Inclusion at the systemic level is seeing beyond categories, not just expanding the categories on which to focus. We’re not “doing neurodiversity this year” when we recruit white male coders, having focused on women or LGBTQ last year. Systemic inclusion is where we start to match ALL job competencies to people’s strengths and we reduce barriers in recruitment that don’t relate to the job. By all means, keep using computerized testing to identify competent coders, and interview people who don’t have qualifications for jobs that require people skills, but don’t expect applicants to fit neatly into diagnostic categories and come ready packaged with pre-determined skills. By all means run these programs as pilots for proof of concept, but understand when you do, you are limiting your talent pool and that your concept will need to be wider to succeed at a systemic level. Also, ask yourself, why male dominated talent for proof of concept? Why not female? Why autistic and not Tourettes or dyspraxia? The selection of which thread we have chosen as our exemplar reflects the very biases we seek to eliminate in wider D&I initiatives.
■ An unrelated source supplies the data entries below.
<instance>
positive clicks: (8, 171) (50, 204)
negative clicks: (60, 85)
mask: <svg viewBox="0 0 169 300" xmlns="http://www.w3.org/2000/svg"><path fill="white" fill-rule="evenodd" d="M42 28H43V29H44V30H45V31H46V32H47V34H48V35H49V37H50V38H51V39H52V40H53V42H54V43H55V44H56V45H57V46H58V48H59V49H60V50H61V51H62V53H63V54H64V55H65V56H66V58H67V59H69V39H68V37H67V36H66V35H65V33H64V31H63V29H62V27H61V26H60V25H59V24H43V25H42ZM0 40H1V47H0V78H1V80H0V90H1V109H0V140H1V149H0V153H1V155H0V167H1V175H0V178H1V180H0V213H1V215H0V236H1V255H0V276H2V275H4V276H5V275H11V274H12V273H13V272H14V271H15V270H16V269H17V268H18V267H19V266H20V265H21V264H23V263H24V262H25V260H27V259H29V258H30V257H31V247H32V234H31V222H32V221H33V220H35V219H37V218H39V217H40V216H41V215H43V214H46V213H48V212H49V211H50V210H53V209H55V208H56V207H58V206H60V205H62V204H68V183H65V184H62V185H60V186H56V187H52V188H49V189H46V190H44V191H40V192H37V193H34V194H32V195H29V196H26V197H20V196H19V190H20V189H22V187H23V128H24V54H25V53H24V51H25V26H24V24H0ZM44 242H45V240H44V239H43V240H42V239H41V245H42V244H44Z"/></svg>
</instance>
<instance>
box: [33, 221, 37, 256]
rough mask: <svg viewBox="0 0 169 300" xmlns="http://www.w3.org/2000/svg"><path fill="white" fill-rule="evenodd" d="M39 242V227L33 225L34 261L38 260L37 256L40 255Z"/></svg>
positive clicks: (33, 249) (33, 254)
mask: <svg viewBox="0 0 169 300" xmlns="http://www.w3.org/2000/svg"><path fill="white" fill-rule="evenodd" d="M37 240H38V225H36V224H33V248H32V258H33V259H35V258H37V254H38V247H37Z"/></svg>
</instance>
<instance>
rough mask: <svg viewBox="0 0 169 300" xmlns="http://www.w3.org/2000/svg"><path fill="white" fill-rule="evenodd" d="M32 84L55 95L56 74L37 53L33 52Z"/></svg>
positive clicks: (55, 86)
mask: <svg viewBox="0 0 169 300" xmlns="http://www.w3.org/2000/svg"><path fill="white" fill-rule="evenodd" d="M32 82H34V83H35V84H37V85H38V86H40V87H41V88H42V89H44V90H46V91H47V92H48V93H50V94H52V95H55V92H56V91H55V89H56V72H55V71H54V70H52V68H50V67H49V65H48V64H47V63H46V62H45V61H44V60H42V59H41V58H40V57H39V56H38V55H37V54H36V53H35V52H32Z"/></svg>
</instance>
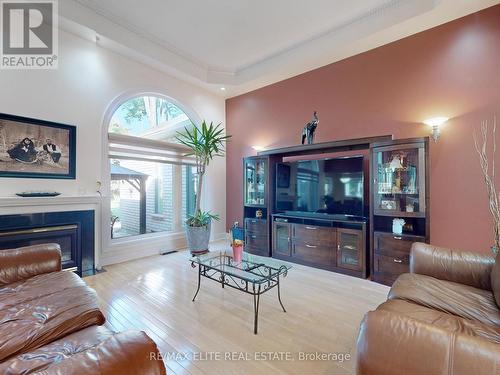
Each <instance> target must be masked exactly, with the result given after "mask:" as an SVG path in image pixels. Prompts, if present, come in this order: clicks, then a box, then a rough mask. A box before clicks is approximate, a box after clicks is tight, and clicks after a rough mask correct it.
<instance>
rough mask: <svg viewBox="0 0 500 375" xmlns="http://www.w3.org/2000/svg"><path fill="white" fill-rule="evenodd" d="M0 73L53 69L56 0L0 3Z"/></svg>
mask: <svg viewBox="0 0 500 375" xmlns="http://www.w3.org/2000/svg"><path fill="white" fill-rule="evenodd" d="M0 22H1V32H2V37H1V38H0V43H1V46H0V49H1V51H0V68H1V69H19V70H21V69H57V62H58V28H57V26H58V25H57V23H58V15H57V0H34V1H27V0H0Z"/></svg>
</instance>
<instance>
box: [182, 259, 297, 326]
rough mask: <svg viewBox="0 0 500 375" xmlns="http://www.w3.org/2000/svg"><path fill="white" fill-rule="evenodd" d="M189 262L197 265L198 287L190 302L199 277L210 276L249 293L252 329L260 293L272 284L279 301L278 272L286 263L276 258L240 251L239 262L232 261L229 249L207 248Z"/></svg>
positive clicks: (279, 276)
mask: <svg viewBox="0 0 500 375" xmlns="http://www.w3.org/2000/svg"><path fill="white" fill-rule="evenodd" d="M191 266H192V267H193V268H195V267H196V266H198V288H197V289H196V293H195V295H194V297H193V302H194V300H195V298H196V296H197V295H198V292H199V291H200V285H201V277H202V276H203V277H206V278H207V279H211V280H214V281H216V282H218V283H220V284H221V285H222V287H223V288H224V286H226V285H227V286H229V287H231V288H234V289H238V290H241V291H242V292H245V293H248V294H251V295H253V307H254V333H255V334H257V326H258V318H259V302H260V295H261V294H263V293H265V292H267V291H269V290H271V289H272V288H274V287H277V289H278V301H279V303H280V305H281V308H282V309H283V312H286V310H285V307H284V306H283V302H281V293H280V276H283V277H285V276H286V275H287V273H288V270H289V269H290V268H291V266H290V264H288V263H286V262H281V261H279V260H277V259H273V258H267V257H261V256H257V255H252V254H248V253H245V252H244V253H243V257H242V260H241V262H235V261H234V259H233V254H232V251H227V252H225V251H216V252H213V251H211V252H209V253H207V254H203V255H200V256H194V257H192V258H191Z"/></svg>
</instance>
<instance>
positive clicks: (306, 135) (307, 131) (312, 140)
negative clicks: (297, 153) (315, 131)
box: [302, 111, 319, 145]
mask: <svg viewBox="0 0 500 375" xmlns="http://www.w3.org/2000/svg"><path fill="white" fill-rule="evenodd" d="M318 124H319V119H318V114H317V112H316V111H314V113H313V119H312V120H311V121H310V122H308V123H307V124H306V125H305V126H304V129H303V130H302V144H304V142H305V140H306V139H307V144H308V145H312V144H313V142H314V132H315V131H316V128H317V127H318Z"/></svg>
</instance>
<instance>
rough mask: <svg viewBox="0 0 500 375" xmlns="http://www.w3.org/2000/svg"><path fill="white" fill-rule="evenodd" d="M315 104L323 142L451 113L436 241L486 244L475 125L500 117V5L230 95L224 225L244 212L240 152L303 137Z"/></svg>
mask: <svg viewBox="0 0 500 375" xmlns="http://www.w3.org/2000/svg"><path fill="white" fill-rule="evenodd" d="M313 110H317V111H318V113H319V117H320V124H319V127H318V129H317V133H316V141H317V142H324V141H330V140H335V139H347V138H357V137H364V136H376V135H384V134H393V135H394V137H395V138H407V137H418V136H427V135H429V133H430V131H429V129H428V127H426V126H425V125H423V124H422V120H424V119H426V118H430V117H434V116H439V115H442V116H448V117H450V121H449V122H448V123H447V124H446V126H445V127H444V128H443V130H442V134H441V138H440V139H439V141H438V143H435V144H434V143H432V144H431V146H430V178H431V189H430V190H431V191H430V194H431V210H430V213H431V242H432V243H433V244H435V245H439V246H450V247H455V248H461V249H470V250H474V251H479V252H488V251H489V248H490V246H491V245H492V244H493V229H492V228H493V227H492V220H491V218H490V214H489V211H488V200H487V195H486V191H485V186H484V183H483V178H482V175H481V171H480V169H479V160H478V157H477V155H476V153H475V150H474V143H473V138H472V134H473V129H474V128H476V129H477V128H478V126H479V124H480V121H481V120H485V119H490V120H491V119H492V118H493V116H494V114H496V115H497V117H499V118H500V6H495V7H492V8H489V9H486V10H484V11H481V12H478V13H475V14H472V15H470V16H467V17H464V18H461V19H459V20H455V21H453V22H450V23H447V24H445V25H442V26H439V27H436V28H434V29H431V30H427V31H424V32H422V33H419V34H416V35H413V36H411V37H408V38H405V39H402V40H399V41H397V42H394V43H391V44H388V45H385V46H383V47H380V48H377V49H374V50H371V51H368V52H365V53H362V54H360V55H357V56H354V57H351V58H348V59H345V60H342V61H340V62H337V63H334V64H330V65H327V66H325V67H322V68H319V69H316V70H313V71H311V72H308V73H305V74H302V75H299V76H296V77H293V78H290V79H288V80H285V81H282V82H278V83H276V84H273V85H270V86H267V87H264V88H262V89H259V90H255V91H252V92H250V93H247V94H244V95H241V96H238V97H234V98H231V99H228V100H227V101H226V123H227V124H226V125H227V132H228V133H229V134H231V135H232V136H233V138H232V139H231V141H230V142H229V144H228V149H227V159H226V163H227V198H226V199H227V216H226V217H227V223H226V224H227V226H228V227H229V226H230V224H231V223H232V222H233V221H235V220H240V221H241V217H242V199H243V197H242V177H241V176H242V161H241V159H242V157H244V156H249V155H255V151H254V150H253V149H252V146H253V145H260V146H265V147H266V148H275V147H281V146H288V145H295V144H298V143H299V141H300V133H301V129H302V126H303V125H304V124H305V123H306V122H308V121H309V120H310V118H311V116H312V112H313ZM498 138H500V137H498ZM499 142H500V140H499ZM499 163H500V160H499ZM499 165H500V164H499ZM497 169H498V168H497ZM497 173H498V174H500V171H497ZM498 183H499V184H500V179H499V181H498Z"/></svg>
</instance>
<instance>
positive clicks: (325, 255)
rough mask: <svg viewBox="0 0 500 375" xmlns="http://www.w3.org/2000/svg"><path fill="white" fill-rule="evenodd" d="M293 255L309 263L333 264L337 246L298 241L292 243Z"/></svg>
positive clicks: (333, 264) (333, 262)
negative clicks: (327, 245)
mask: <svg viewBox="0 0 500 375" xmlns="http://www.w3.org/2000/svg"><path fill="white" fill-rule="evenodd" d="M292 257H294V258H296V259H299V260H301V261H303V262H306V263H309V264H314V265H321V266H333V265H334V264H335V248H334V247H333V246H321V245H316V244H310V243H306V242H299V241H297V242H295V243H293V244H292Z"/></svg>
Girls have been lost in neurodiversity research for many years. We thought that male autistics outnumbered girls 4 to 1 because our research and tools were based on male norms. We thought that ADHD was naughty boys. But there are no genetic markers differentiating male and female presentation of neurominority, only social. The girls, who have been written out of diagnosis are now being written out of inclusion because we are sticking to a narrow range of stereotypes about what different categories of people do well. On IWD, think about your own recruitment approach and whether its time to blur the boundaries between deliberate inclusion initiatives. The talent pool is a diverse as your customer base.